You see, David Liepelt actually drives his 1915 Model T. And I don’t mean on and off the bed of a transporter that would take the car to some Model T owners rally.

No, he drives it to work sometimes. He lives in Milan, Michigan. He works in Dearborn, Michigan. That’s a good 40 miles or so, depending on the route. (Needless to say, he’s not hopping on I-94 with it.)

Liepelt drove his Model T into the studio of “Autoline After Hours” last week. That’s in Farmington Hills, Michigan. Or about 50 miles one way.

Liepelt, as mentioned, works in Dearborn. He works at The Henry Ford, the magnificent museum and living village founded by, well, the Henry Ford. Perhaps not surprisingly—that is, given that he drives his nearly 100-year-old car the same way some people hop in their Focus—Liepelt works as an engineer maintaining three. . .steam locomotives that run throughout Greenfield Village.

One more thing: last fall, Liepelt and his Model T participated in a race from the Ford Piquette Plant in Detroit, where the Model T was manufactured until 1908 before production was moved to Highland Park, to Shoreham, New York, on Long Island, to a laboratory established by Nikola Tesla.

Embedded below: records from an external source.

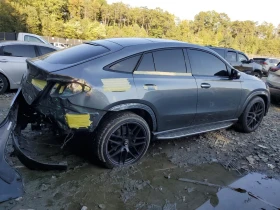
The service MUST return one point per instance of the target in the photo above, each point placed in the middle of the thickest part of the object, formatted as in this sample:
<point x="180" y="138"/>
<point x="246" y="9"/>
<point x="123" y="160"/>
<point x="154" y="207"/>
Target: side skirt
<point x="197" y="129"/>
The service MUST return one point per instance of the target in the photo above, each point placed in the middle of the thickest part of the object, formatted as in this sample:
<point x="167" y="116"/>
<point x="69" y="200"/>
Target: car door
<point x="13" y="61"/>
<point x="218" y="96"/>
<point x="164" y="82"/>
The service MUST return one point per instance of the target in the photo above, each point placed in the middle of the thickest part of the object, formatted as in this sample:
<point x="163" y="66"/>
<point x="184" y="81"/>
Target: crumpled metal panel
<point x="10" y="180"/>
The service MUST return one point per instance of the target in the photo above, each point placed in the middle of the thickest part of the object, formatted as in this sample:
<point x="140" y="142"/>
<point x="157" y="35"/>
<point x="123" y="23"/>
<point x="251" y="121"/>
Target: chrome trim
<point x="162" y="73"/>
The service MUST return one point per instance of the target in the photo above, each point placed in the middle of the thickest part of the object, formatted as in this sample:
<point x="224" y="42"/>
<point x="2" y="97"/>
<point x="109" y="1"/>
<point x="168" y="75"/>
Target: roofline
<point x="10" y="42"/>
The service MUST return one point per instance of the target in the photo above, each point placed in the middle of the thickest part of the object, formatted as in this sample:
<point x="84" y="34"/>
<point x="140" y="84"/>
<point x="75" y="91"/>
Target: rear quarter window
<point x="221" y="52"/>
<point x="75" y="54"/>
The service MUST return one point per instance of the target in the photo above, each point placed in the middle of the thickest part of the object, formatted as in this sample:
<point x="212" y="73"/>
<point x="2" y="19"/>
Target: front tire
<point x="122" y="139"/>
<point x="252" y="116"/>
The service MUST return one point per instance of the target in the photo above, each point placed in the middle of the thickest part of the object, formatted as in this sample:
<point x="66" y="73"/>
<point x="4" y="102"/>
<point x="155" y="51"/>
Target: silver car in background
<point x="267" y="63"/>
<point x="273" y="82"/>
<point x="13" y="55"/>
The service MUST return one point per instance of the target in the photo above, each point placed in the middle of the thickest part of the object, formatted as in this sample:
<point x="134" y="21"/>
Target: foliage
<point x="96" y="19"/>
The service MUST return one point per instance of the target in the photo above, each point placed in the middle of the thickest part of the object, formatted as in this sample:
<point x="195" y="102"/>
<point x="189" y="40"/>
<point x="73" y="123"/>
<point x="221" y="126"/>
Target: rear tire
<point x="122" y="139"/>
<point x="252" y="116"/>
<point x="3" y="84"/>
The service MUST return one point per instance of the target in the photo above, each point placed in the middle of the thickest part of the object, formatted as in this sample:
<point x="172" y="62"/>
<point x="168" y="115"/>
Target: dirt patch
<point x="219" y="157"/>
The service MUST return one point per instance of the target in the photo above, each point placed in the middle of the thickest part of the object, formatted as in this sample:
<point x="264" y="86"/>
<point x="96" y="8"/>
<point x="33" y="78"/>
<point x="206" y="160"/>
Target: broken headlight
<point x="69" y="89"/>
<point x="39" y="84"/>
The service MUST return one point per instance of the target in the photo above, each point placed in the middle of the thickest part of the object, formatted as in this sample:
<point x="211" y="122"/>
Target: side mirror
<point x="235" y="74"/>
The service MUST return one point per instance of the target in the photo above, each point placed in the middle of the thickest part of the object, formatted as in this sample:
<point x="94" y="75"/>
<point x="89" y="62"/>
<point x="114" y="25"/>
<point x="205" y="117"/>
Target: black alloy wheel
<point x="255" y="115"/>
<point x="122" y="139"/>
<point x="126" y="143"/>
<point x="252" y="116"/>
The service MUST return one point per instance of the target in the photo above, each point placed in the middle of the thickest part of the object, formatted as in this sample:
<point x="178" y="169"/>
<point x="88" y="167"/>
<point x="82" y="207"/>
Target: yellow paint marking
<point x="78" y="120"/>
<point x="41" y="84"/>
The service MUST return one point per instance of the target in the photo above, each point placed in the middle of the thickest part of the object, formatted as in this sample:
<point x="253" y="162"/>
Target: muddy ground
<point x="220" y="157"/>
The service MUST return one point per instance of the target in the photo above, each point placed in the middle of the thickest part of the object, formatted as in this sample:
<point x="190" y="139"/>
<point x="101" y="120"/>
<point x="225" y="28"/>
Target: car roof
<point x="126" y="42"/>
<point x="2" y="43"/>
<point x="225" y="48"/>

The 1915 Model T was up against a 2013 Tesla Model S. As revealed in the story in Car and Driver that the race was setup for, you’ll see that the Model T comported itself in the race exceedingly well.

Todd Lassa, executive editor of Automobile magazine, John McElroy of Autoline, and I talk with Liepelt about Model Ts and trains.

Lassa was at the Beijing Auto Show, which was a few days after I was at the New York Auto Show, so we also discuss whether the center of gravity for car shows—and cars—may be moving east, as in the Far East.